Nilton Fukuda/Estadão
Nilton Fukuda/Estadão

Thiago Silva ganha a tarja de capitão sem dar um berro

Zagueiro do PSG é o símbolo do setor que dá poucas dores de cabeça à comissão técnica

Mateus Silva Alves - Enviado Especial, O Estado de S.Paulo

14 de junho de 2013 | 07h15

BRASÍLIA - Luiz Felipe Scolari não foi um zagueiro de grande categoria, verdade seja dita, mas assim mesmo fez seu nome no interior do Rio Grande do Sul jogando nessa posição. Ele costuma prestar especial atenção nos beques dos times que dirige, mas com a dupla titular da seleção brasileira, o gaúcho não tem preocupação.

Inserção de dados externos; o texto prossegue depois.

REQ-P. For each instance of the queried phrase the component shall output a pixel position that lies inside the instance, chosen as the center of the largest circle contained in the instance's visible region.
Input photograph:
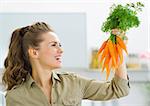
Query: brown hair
(17, 64)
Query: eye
(60, 45)
(54, 44)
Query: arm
(96, 90)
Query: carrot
(121, 43)
(106, 62)
(116, 54)
(119, 49)
(104, 53)
(112, 52)
(108, 68)
(102, 47)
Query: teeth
(57, 58)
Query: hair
(17, 64)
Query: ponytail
(17, 64)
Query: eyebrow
(54, 42)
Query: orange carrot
(121, 43)
(112, 52)
(106, 62)
(119, 49)
(102, 47)
(104, 53)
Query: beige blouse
(68, 89)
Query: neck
(42, 76)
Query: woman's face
(50, 51)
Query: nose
(60, 50)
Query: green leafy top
(123, 17)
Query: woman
(34, 54)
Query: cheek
(47, 54)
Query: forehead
(50, 36)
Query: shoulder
(66, 74)
(15, 92)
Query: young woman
(34, 53)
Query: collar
(29, 80)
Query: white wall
(96, 11)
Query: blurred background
(78, 25)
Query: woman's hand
(121, 71)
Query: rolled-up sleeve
(96, 90)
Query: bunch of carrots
(111, 53)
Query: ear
(33, 53)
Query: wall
(96, 12)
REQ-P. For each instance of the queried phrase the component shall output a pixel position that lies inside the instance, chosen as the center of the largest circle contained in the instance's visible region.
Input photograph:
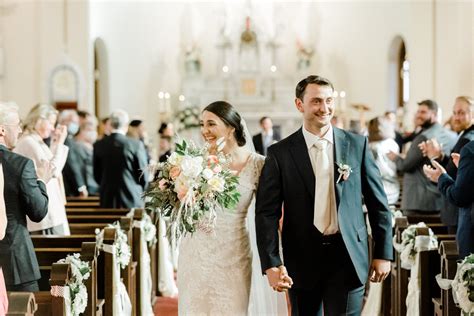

Muito pelo contrário. A confiança do treinador em Thiago Silva e David Luiz é infinita, tanto que eles são os capitães da equipe. Quando o ex-jogador do Fluminense não está em campo, quem assume a braçadeira é o cabeludo do Chelsea.

Thiago já era o capitão desde os tempos de Mano Menezes, e Felipão nem cogitou mexer nisso. Também capitão do Paris Saint-Germain, o zagueiro é uma unanimidade no elenco. E o que mais orgulha Thiago é ter conseguido esse respeito todo sem ter dado um berro.

“Tudo o que quero é ser respeitado e ser uma referência do grupo. Sei que virei capitão, ainda na época do Mano, pelo respeito que tenho de todos aqui”.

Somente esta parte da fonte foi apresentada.